As the pre-election season gains momentum, the late night political games continue to ramp up. In the latest round, Hillary Clinton has been confirmed to appear on Jimmy Kimmel Live! two weeks from now on November 5, reports Deadline.
The democratic presidential candidate has been working the television circuit, appearing on The Tonight Show last month, along with her much-talked-about appearance on the season premiere of Saturday Night Live. She appeared in a sketch playing a bartender consoling Kate McKinnon as Hillary Clinton, and the two dished about some of the biggest issues. It was all very meta.
However, this will mark the first time Clinton takes the hot seat with Kimmel.
Bernie Sanders also appeared on Kimmel during the show’s one-week run in Brooklyn this week. Donald Trump was scheduled to appear the night prior, but cancelled at the last minute, leaving Kimmel to fill an entire show with Jay Z, the other night’s guest. (Luckily, it all worked out perfectly, as the audience got to top off the night by walking the street with Kimmel and Jay Z, and attend the night’s concert at Barclays Center across the street.)
In addition to her upcoming appearance on Kimmel, Clinton is scheduled to appear on Late Night With Stephen Colbert next Tuesday, October 27, the night before the GOP debate on CNBC. Coincidentally, Clinton’s recent appearance on The Tonight Show — where she did a sketch with host Jimmy Fallon as Trump playing telephone — was lined up with CNN’s GOP debate the same night. Meanwhile Clinton’s husband, former President Bill Clinton and potential first man, appeared on Colbert’s show earlier this month.
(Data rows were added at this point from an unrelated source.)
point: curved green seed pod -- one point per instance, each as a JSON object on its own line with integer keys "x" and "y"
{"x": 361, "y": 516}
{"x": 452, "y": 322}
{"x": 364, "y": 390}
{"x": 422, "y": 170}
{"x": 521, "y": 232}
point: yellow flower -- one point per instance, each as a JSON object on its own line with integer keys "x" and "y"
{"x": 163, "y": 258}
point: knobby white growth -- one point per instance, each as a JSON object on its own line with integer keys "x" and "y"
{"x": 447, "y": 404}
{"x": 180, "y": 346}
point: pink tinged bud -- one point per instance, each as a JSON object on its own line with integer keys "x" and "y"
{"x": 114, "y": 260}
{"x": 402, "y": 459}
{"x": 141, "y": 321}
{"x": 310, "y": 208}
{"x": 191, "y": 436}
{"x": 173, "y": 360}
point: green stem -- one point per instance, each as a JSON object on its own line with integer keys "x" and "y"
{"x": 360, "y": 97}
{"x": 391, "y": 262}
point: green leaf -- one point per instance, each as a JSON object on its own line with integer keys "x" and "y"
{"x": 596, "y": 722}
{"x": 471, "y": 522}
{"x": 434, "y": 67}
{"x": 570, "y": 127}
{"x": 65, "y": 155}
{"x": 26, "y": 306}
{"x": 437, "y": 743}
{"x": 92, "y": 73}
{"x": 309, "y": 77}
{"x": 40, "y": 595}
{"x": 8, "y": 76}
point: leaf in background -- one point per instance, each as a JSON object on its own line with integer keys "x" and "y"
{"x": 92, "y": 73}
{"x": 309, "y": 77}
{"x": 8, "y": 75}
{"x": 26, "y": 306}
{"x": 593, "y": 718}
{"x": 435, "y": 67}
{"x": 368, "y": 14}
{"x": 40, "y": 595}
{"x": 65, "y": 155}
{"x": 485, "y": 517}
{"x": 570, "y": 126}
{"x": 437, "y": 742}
This carousel of talk show appearances by candidates is destined to continue (and likely increase) as the 2016 election comes within earshot. The late night landscape is a perfect spot for candidates to show their softer sides, appeal to a younger demographic, and discuss the real issues in a more casual setting. Several others have been sitting down with late night hosts, including Jeb Bush and Chris Christie, in their bids to win over the American public.